Bug#1069077: rockpro64: multiple kernel oops and frequent boot failures
Control: fixed -1 6.8.9-1 On Fri, 17 May 2024 12:15:55 +0200, Diederik de Haas wrote: >Kernel 6.8.9 has recently been uploaded to Unstable which has that commit. >Can you verify that it indeed fixes this bug? Indeed, it seems to be fixed there. It usually takes only one or two boots to show up, but I didn't see it in five reboots with kernel 6.8.9. This matches what I found while bisecting for the past week. Note that I have not examined the es8316 driver code or its relationship to maple_tree. I don't know if the bug was in maple_tree and now fixed, or still lurks within the driver but is now hidden as a result of the maple_tree changes. In any case, I'm happy to report that I no longer see it breaking the OS in this newer kernel.
Bug#1069077: rockpro64: multiple kernel oops and frequent boot failures
On Friday, 17 May 2024 03:36:35 CEST Forest wrote: > A git bisect reveals it to be fixed by this commit: > > https://git.kernel.org/pub/scm/linux/kernel/git/stable/linux.git/commit/?id= > f7a59018953910032231c0a019208c4b0a4a8bc3 > > maple_tree: make mas_erase() more robust > > > > mas_erase() may not deal correctly with all maple states.

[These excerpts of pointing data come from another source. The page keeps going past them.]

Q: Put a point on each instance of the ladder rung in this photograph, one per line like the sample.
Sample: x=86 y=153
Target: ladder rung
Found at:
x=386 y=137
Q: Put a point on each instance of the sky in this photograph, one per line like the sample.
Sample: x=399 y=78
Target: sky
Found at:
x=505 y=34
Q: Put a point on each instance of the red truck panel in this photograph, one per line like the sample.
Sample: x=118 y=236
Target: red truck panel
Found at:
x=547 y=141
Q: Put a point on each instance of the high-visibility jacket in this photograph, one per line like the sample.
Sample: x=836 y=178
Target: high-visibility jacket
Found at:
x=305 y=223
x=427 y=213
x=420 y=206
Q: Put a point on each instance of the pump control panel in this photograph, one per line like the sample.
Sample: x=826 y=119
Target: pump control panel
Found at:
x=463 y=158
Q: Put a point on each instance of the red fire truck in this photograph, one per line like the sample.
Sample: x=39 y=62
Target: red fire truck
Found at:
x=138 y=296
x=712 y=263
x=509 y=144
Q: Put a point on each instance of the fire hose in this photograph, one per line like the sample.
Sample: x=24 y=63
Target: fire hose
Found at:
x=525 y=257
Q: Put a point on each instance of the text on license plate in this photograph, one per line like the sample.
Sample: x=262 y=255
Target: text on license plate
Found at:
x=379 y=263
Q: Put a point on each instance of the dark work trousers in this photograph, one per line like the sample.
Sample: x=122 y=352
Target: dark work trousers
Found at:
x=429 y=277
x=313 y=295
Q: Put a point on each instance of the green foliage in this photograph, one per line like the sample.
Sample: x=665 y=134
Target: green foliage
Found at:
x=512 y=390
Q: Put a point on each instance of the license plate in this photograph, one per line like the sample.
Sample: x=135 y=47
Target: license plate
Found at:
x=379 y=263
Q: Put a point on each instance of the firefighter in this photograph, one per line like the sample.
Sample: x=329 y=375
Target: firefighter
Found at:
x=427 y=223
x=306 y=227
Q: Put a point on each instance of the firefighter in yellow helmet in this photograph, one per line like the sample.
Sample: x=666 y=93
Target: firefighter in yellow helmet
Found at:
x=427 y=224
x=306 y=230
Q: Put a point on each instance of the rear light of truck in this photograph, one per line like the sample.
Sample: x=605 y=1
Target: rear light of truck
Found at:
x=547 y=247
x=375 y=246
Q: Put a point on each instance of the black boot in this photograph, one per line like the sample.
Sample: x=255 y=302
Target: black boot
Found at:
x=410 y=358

Make the > > function more robust by ensuring the state is in one of the two acceptable > > states. Kernel 6.8.9 has recently been uploaded to Unstable which has that commit. Can you verify that it indeed fixes this bug? signature.asc Description: This is a digitally signed message part.
Bug#1069077:
A git bisect reveals it to be fixed by this commit: https://git.kernel.org/pub/scm/linux/kernel/git/stable/linux.git/commit/?id=f7a59018953910032231c0a019208c4b0a4a8bc3 > maple_tree: make mas_erase() more robust > > mas_erase() may not deal correctly with all maple states. Make the > function more robust by ensuring the state is in one of the two acceptable > states.
Bug#1069077:
Control: found -1 6.7.12-1
Bug#1069077: Re: Bug#1069077: es8316 driver causes kernel oops / panic on rockpro64
Control: found -1 6.6.15-2 On Tue, 16 Apr 2024 10:34:45 +0200, Diederik de Haas wrote: >Can you try the Debian Testing kernel, which is at version 6.6.15? 6.6.15-2 also has the bug.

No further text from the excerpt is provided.